Um porta-voz do Exército negou os repetidos pedidos para entrevistar as celebridades, dizendo que suas imagens ainda eram protegidas pelas agências de talento que os representam como civis.

Uma porta-voz da SM Entertainment, a agência que representa U-Know Yunho e os três membros da banda K-pop SuperJunior que estão no Exército e se apresentaram no festival, disse que por estarem prestando serviço militar, os artistas pop não estariam disponíveis para entrevistas.

Cho Gae-hyuk, um soldado que compôs um curto musical sobre a Guerra da Coreia para o festival e dividiu a caserna com cinco astros do K-pop por quatro meses, disse ter ficado surpreso com a ética de trabalho deles.

"Estávamos com eles todo dia", ele disse. "Eles são muito disciplinados e parecem mais soldados do que os recrutas mais jovens."

Observadores da cena K-pop dizem que alguns astros usam astutamente o serviço militar a seu favor.

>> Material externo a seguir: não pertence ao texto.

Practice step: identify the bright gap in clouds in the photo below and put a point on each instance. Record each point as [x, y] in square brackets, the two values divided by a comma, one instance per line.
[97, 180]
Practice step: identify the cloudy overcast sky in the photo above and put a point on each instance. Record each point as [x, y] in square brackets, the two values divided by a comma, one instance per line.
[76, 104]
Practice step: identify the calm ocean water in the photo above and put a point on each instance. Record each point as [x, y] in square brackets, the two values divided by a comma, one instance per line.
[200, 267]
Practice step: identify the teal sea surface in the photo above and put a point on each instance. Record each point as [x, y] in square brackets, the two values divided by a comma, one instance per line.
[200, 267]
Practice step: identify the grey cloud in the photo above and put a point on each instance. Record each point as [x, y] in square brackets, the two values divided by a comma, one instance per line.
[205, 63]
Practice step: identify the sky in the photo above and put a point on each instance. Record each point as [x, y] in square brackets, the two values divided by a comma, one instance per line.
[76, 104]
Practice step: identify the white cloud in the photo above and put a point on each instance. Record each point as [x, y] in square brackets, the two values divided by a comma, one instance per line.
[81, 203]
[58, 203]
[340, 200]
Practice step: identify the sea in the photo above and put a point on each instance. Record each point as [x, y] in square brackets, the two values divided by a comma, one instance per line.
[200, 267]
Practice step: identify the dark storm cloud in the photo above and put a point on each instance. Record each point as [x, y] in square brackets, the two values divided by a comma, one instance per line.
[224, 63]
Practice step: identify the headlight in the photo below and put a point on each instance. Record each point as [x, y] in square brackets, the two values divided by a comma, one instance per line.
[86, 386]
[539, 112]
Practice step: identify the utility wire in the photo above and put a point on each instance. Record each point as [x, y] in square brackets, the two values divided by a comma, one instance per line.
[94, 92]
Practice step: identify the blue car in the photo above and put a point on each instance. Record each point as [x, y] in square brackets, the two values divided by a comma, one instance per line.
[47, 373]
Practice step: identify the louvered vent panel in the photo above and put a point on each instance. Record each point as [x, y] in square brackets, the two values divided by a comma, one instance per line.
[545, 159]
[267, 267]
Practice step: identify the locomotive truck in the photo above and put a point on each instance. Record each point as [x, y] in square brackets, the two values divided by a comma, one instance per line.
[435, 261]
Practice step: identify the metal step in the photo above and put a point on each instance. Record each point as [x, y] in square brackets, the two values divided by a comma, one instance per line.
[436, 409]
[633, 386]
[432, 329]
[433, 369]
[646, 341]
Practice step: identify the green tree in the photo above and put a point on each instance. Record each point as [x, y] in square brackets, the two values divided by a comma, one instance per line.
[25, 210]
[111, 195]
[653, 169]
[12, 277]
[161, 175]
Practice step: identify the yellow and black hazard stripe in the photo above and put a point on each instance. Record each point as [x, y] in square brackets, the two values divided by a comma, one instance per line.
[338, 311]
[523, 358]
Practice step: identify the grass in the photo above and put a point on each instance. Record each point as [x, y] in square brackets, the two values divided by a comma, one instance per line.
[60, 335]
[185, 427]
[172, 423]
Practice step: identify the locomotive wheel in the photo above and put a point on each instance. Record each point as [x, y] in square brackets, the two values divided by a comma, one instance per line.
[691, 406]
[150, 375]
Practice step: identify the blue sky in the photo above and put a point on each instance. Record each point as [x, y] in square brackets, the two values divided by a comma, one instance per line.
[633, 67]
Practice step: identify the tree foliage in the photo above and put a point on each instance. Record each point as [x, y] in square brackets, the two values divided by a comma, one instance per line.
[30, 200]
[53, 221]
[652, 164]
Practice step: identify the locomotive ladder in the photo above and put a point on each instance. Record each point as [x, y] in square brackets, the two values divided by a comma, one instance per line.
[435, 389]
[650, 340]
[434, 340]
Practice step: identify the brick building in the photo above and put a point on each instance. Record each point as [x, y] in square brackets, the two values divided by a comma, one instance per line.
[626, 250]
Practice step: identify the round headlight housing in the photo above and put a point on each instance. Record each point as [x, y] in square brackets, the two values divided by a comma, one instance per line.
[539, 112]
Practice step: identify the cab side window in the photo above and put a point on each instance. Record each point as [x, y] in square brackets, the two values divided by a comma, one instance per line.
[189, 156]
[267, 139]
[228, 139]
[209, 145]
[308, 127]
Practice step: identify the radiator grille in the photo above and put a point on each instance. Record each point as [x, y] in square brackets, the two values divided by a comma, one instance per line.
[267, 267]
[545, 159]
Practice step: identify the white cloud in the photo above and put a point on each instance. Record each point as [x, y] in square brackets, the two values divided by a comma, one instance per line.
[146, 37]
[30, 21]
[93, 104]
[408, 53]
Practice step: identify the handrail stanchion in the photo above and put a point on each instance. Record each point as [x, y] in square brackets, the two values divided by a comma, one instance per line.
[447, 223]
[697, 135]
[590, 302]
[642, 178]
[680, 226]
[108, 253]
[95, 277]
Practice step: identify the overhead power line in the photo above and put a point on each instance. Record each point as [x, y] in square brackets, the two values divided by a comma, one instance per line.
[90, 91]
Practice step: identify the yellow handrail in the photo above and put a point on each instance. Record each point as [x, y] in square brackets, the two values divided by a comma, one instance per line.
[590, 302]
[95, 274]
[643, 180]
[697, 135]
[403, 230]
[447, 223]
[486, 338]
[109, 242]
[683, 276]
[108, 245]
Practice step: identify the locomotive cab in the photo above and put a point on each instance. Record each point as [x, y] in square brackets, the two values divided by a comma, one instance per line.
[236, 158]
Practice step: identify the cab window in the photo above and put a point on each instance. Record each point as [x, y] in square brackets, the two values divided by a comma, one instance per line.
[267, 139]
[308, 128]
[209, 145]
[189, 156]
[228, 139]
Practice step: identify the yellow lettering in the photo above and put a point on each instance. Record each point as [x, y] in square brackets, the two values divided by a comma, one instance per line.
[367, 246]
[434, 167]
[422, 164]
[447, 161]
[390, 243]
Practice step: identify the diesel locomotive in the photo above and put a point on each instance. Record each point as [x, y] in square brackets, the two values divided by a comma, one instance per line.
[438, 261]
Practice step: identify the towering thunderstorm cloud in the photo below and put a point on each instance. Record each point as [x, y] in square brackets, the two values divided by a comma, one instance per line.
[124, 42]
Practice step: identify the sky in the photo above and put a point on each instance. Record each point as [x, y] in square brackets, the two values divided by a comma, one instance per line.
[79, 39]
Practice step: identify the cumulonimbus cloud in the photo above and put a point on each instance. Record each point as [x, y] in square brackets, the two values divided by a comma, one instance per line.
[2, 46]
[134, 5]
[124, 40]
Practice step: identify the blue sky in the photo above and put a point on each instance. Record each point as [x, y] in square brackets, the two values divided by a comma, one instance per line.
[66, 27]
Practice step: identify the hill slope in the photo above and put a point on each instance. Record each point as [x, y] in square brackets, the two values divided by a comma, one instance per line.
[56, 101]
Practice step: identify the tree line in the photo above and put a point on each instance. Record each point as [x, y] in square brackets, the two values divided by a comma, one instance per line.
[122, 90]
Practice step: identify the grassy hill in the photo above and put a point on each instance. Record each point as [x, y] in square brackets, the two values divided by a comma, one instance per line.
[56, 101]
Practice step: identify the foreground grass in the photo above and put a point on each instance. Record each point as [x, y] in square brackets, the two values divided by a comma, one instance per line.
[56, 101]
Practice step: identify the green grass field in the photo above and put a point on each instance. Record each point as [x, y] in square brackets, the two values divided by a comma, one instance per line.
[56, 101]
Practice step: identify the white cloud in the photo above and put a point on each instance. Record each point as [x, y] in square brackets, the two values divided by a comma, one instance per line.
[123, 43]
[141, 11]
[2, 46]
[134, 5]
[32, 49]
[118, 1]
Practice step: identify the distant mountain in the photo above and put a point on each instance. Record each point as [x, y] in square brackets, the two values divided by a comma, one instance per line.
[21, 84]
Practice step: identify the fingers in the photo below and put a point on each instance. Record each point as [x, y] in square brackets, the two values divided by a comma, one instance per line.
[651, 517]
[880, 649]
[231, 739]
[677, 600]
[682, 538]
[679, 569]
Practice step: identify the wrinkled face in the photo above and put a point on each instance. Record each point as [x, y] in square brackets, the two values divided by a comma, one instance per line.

Apesar dos sul-coreanos não gostarem do serviço militar obrigatório, eles romantizam o exército culturalmente, apreciando as fotos de seus ídolos de uniforme. "Descendentes do Sol", um melodrama de TV sobre um capitão das forças especiais e sua namorada médica, foi um imenso sucesso quando foi exibido neste ano.

18.out.2016 - Fãs de banda de K-pop, durante festival militar em Gyeryong, na Coreia do Sul - Jean Chung/NYT - Jean Chung/NYT
Fãs curtem show de seus ídolos militares em Gyeryong
Imagem: Jean Chung/NYT

Oh Ingyu, um professor da Universidade da Coreia, em Seul, e secretário-geral da Associação Mundial para Estudos da Hallyu, um grupo de acadêmicos que estuda a cultura popular coreana, notou que mesmo alguns astros do K-pop que possuem passaportes dos Estados Unidos e de outros países, mesmo assim se alistam.

"É uma forma de assegurar a lealdade dos fãs, prestando o serviço militar, provocando sensação e um sentimento de nostalgia, para que as pessoas realmente fiquem aguardando por eles", disse Oh.

Mesmo se o serviço militar se tornar voluntário, dizem os apoiadores da mudança, o alistamento poderia adicionar brilho à carreira das celebridades.

"Você não acha que celebridades que servissem voluntariamente seriam ainda mais populares?" perguntou Nam Kyung-pil, governador da província de Gyeonggi e um provável candidato presidencial no ano que vem. Nam defende um "exército forte, pequeno", composto por voluntários.

Lee Seung-gi, um artista pop solo que serviu como mestre de cerimônias no festival, foi além da maioria de seus pares e está servindo em uma unidade das forças especiais. Ele disse aos seus fãs que superou seu medo de altura durante um salto de paraquedas no treinamento militar.

"Fora das forças armadas eu nunca teria desafiado a mim mesmo a fazer essas coisas", disse Lee.

Alguns fãs que vieram para ver seus ídolos, sem desembolsar o preço típico de mais de US$ 100 (cerca de R$ 320) por um ingresso de show, saíram impressionados com as demais apresentações militares.

"Normalmente, não sabemos o que os soldados fazem e sempre temos a imagem de soldados como secos e assustadores", disse Park Eun-kyung, 36, uma fã de U-Know Yunho. "Eles parecem bastante motivados. Acho que minha imagem deles foi suavizada."

*Su-Hyum Lee contribuiu com reportagem.